People search sites: these are the ones you’re actually likely to use as a person. They collect information on people from open sources, and then sell it to you. Will you use it to avoid catfishing or for stalking? Congratulations, that’s the core question of all data collection and privacy efforts. 

Is data brokering illegal?

Data brokering is still legal just about everywhere. Laws may exist to regulate how they gather data, what kind of data they can collect, and what can be done with it, but this isn’t stopping them. You did see the market projections, right?

Luckily for us, there are certain laws that deal with data brokers. For example, Article 15 of the European General Data Protection Regulation (GDPR) states that a person has the right to know what information the data brokers have collected on them. There are others like it,  with California Consumer Privacy Act (CCPA) being one example. 

On the more abstract side, stuff like the Fair Credit Reporting Act (passed in the US in the 1970s) may regulate specific sectors of the industry. The FCRA specifically is supposed to make Experian et al provide accurate data on your credit score. 

What can you do against data brokers?

Various laws governing private data make it possible to contact data brokers and ask them to delete your data. However, that isn’t easy in practice. 

Our research on data brokers has shown that the process isn’t straightforward or easy – or that the companies are in any hurry to delete your data. We crunched some numbers and they show that manually going through the data brokers and asking them to delete your stuff would take at least 66 years. Not very practical, isn’t it? 

Here’s what you can do to fight them:

  1. Divulge less information online.
  2. Pressure local politicians to actually do something about it.
  3. Employ a service like Incogni to handle the data deletion for you. 

Data brokers are whack 

Unless aliens unleash a nanobot plague specifically targeting data broker employees, data brokers are here to stay. The best way to stay ahead of them is to stay informed – both about what they do and what rights you have in regards to their activities. 

However, data brokers operate legally; hackers aren’t bound by those same legal fetters. They obtain and sell your sensitive information that was stolen from breached websites and services. To keep ahead of those, use a service like Surfshark Alert, which will monitor known breach data collections for your data. 

Forewarned is forearmed

Get Surfshark Alert


Can I sue a company for selling my data?

It depends on the country law under which the company operates, but when it comes to data brokers, the most likely answer is “no.”

Is Amazon a data broker?

No, it’s not, but it’s a big enough company with fingers in so many pies that even internal use of your data mimics selling it to marketers.

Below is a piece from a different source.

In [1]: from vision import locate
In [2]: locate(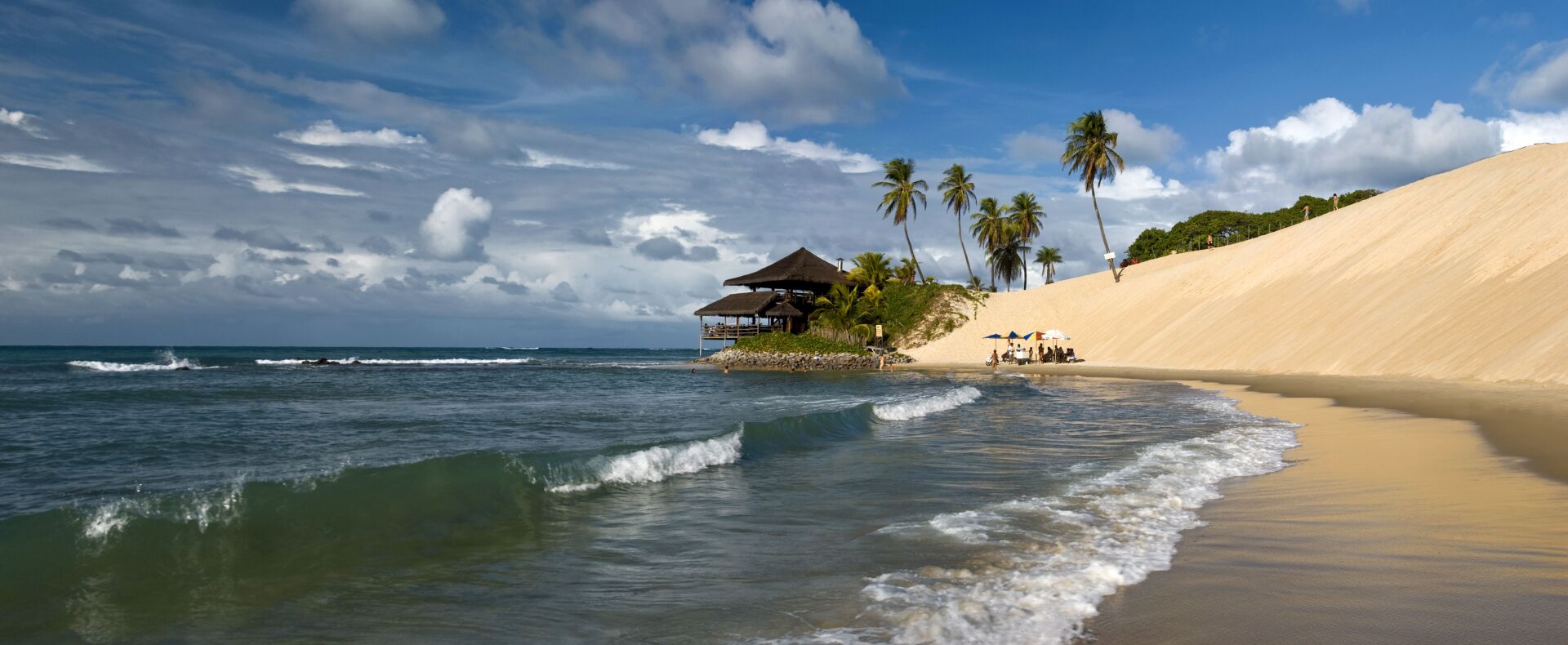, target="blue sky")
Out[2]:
[0,0,1568,347]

Is Google/Facebook/Amazon selling my data?

These companies are not selling your data. However, considering that they can use it for internet marketing, they don’t even need to. An ad purchaser says who they want to target, and they do the rest internally. 

So you still get annoying ads (probably for stuff you already purchased), but your data hasn’t left the company’s bounds.

Is it legal to sell customer data?

The answer depends heavily on time and place, but yes, it is legal to sell certain customer data.